The conclusion being reached by the employer (that the performance of the employee will be adversely affected because he is married and will be geographically separated from his wife) is based on an assumption that would not have been made if the employee was single. This assumption then leads to the less favourable treatment, specifically being informed his employment is no longer tenable. Assumptions can be legally dangerous for employers, especially when they relate to a protected attribute in discrimination law. As discussed further below, action should be based on evidence of an outcome (if it happens), rather than being pre-emptive on an (often misguided) assumption a particular outcome will occur.

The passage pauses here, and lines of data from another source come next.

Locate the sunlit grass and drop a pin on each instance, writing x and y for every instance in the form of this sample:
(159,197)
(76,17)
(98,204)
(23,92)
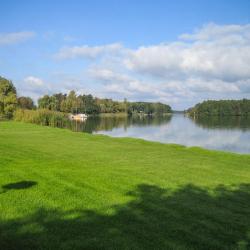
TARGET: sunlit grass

Discrimination on the ground of family responsibilities
Section 7A of the Sex Discrimination Act prohibits an employer discriminating against an employee on the ground of family responsibilities by treating them less favourably than they would treat an employee without family responsibilities in circumstances that are the same or not materially different.
Section 4A of the Sex Discrimination Act defines ‘family responsibilities’ to include responsibilities of the person to care for or support a dependent child.
Once again, the employer is assuming that because the employee has a child from whom he will be geographically separated, his performance will be adversely affected. This assumption, and the resulting action in relation to his employment, would not have arisen if the employee did not have a child. Once again, the employer has placed itself at risk of contravening this provision.
But what if performance DOES suffer?
Sports commentators sometimes talk about the ‘Fair Dinkum Department’, grappling with the practical reality of a situation. While it is easy to be critical of the employer in this scenario, the reality is that for some employees in such circumstances performance will suffer. Exogenous stressors of various kinds, such as separation from loved ones, can affect work performance. The prohibitions on discrimination canvassed briefly above do not prevent an employer from acting on poor performance. There must, however, be cogent evidence of this poor performance; it can’t just be assumed it will arise (as in the scenario). It is at that point steps should be taken with the employee to address the identified performance concerns. Again, in assessing performance and reaching a conclusion it is deficient, the employer must take care to ensure performance is not being critiqued on a different basis or standard because of the employee’s personal circumstances. There is a risk that every mistake or imperfection could be magnified by the employer focusing on the employee’s family situation and perceiving performance through that prism. Assumptions can’t be allowed to trump fairness and objectivity.
Conclusion
Many parents and teachers impart the aphorism, ‘Never ASSUME, because when you ASSUME, you make an ASS of U and ME’, as a lesson. As hackneyed as the phrase has become, it nevertheless acts as a useful reminder of the discrimination law risks arising from assumptions made by employers. Assumptions about what women can do, people with disabilities can do, people with carer’s responsibilities can do, people geographically separated from their partner can do (and so on), may lead to discriminatory decision making. An employer claiming they just want to protect an employee from themselves is not going to be a valid defence – motivation or belief is irrelevant.
As such, to avoid a different AFL (and sorry, this is rather tortured), ‘Assumption Fail Legality’, when making employment decisions employers should avoid assumptions and focus on evidence.